Book Review: Microcontroller Basics with PIC

Author: Tam Hanna

Published: 2020

Target Audience: Entry-level Engineers (0 – 3 Years’ Experience)

Jacob’s Rating: 5 Stars

Book Link: https://www.elektormagazine.com/news/new-book-microcontroller-basics-with-pic

Microcontroller Basics with PIC is a great book for developers who are just getting started in embedded systems. The book does a fantastic job of covering all the topics that someone new to developing microcontroller-based applications would need to understand. One of my favorite parts of this book is that it doesn’t start with C, but instead starts at the hardware level and uses assembly language to help the reader understand how the hardware works and how software interacts with the hardware.

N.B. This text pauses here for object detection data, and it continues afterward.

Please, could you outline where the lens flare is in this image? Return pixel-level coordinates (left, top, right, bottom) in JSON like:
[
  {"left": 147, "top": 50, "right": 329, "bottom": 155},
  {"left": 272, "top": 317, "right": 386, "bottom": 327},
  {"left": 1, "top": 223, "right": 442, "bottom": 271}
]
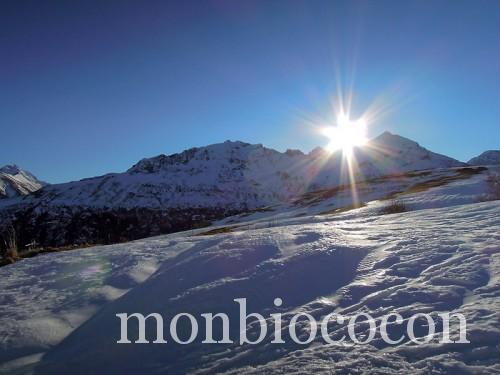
[{"left": 323, "top": 113, "right": 368, "bottom": 156}]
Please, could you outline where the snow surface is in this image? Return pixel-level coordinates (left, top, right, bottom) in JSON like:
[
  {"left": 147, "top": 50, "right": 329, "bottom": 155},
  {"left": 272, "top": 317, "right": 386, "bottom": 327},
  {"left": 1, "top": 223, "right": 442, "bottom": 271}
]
[
  {"left": 1, "top": 132, "right": 464, "bottom": 209},
  {"left": 0, "top": 165, "right": 46, "bottom": 199},
  {"left": 0, "top": 177, "right": 500, "bottom": 374},
  {"left": 468, "top": 150, "right": 500, "bottom": 165}
]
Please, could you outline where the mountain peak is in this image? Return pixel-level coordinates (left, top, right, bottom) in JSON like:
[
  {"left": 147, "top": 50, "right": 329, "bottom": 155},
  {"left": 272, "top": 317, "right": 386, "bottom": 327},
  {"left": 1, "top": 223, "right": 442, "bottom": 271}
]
[
  {"left": 0, "top": 164, "right": 22, "bottom": 175},
  {"left": 467, "top": 150, "right": 500, "bottom": 165}
]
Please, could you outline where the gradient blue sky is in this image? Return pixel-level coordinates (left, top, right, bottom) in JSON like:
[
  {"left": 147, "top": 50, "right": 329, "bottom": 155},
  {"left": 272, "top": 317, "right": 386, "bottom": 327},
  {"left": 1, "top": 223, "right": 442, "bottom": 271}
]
[{"left": 0, "top": 0, "right": 500, "bottom": 182}]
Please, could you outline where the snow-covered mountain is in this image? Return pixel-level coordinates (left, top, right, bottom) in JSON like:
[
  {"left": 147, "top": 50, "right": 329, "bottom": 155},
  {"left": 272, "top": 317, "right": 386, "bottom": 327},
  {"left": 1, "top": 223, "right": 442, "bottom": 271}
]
[
  {"left": 0, "top": 164, "right": 46, "bottom": 199},
  {"left": 0, "top": 132, "right": 463, "bottom": 250},
  {"left": 12, "top": 132, "right": 463, "bottom": 209},
  {"left": 468, "top": 150, "right": 500, "bottom": 165},
  {"left": 0, "top": 174, "right": 500, "bottom": 375}
]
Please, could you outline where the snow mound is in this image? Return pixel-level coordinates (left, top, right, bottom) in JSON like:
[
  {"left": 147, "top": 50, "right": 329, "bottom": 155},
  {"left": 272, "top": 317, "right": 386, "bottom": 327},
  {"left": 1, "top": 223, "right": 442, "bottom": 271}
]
[
  {"left": 468, "top": 150, "right": 500, "bottom": 165},
  {"left": 0, "top": 201, "right": 500, "bottom": 374}
]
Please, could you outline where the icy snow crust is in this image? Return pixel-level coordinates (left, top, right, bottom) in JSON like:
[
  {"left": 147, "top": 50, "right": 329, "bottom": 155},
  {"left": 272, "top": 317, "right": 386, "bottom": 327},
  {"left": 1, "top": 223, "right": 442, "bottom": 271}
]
[
  {"left": 2, "top": 132, "right": 464, "bottom": 209},
  {"left": 0, "top": 179, "right": 500, "bottom": 374},
  {"left": 0, "top": 165, "right": 45, "bottom": 199}
]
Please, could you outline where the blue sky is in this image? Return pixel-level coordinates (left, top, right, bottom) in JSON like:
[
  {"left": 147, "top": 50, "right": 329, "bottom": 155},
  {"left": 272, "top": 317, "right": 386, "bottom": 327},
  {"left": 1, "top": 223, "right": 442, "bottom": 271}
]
[{"left": 0, "top": 0, "right": 500, "bottom": 182}]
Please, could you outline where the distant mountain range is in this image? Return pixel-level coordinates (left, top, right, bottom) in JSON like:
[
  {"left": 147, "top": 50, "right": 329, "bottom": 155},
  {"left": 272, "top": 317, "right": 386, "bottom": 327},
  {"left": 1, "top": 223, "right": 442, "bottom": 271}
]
[
  {"left": 0, "top": 132, "right": 480, "bottom": 251},
  {"left": 468, "top": 150, "right": 500, "bottom": 165},
  {"left": 0, "top": 165, "right": 46, "bottom": 199}
]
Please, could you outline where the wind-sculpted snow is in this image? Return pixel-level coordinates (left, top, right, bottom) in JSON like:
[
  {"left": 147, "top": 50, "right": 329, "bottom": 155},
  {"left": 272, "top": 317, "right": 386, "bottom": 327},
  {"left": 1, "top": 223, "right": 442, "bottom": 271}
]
[
  {"left": 0, "top": 165, "right": 46, "bottom": 199},
  {"left": 0, "top": 201, "right": 500, "bottom": 374}
]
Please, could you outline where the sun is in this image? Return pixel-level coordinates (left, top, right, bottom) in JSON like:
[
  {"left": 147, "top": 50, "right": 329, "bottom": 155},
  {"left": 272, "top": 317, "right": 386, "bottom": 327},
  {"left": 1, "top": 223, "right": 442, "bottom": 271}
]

This level of understanding is something that is unfortunately lost on many developers today who are starting their careers working with Python or other high-level languages.

The book does a fantastic job of covering the details involved in working with a microcontroller. The author dives into low-level details like CPU architecture, register maps, arithmetic operations and does a great job at including many diagrams, code snippets and even oscilloscope traces that demonstrate the application output for specific code examples. The book is very hands-on and provides the schematic and code details necessary to duplicate the authors experiments easily. Starting in Chapter 7, the book begins to move to a higher level of abstraction by introducing the C programming language and how a developer can use C to interact with interrupts and peripherals.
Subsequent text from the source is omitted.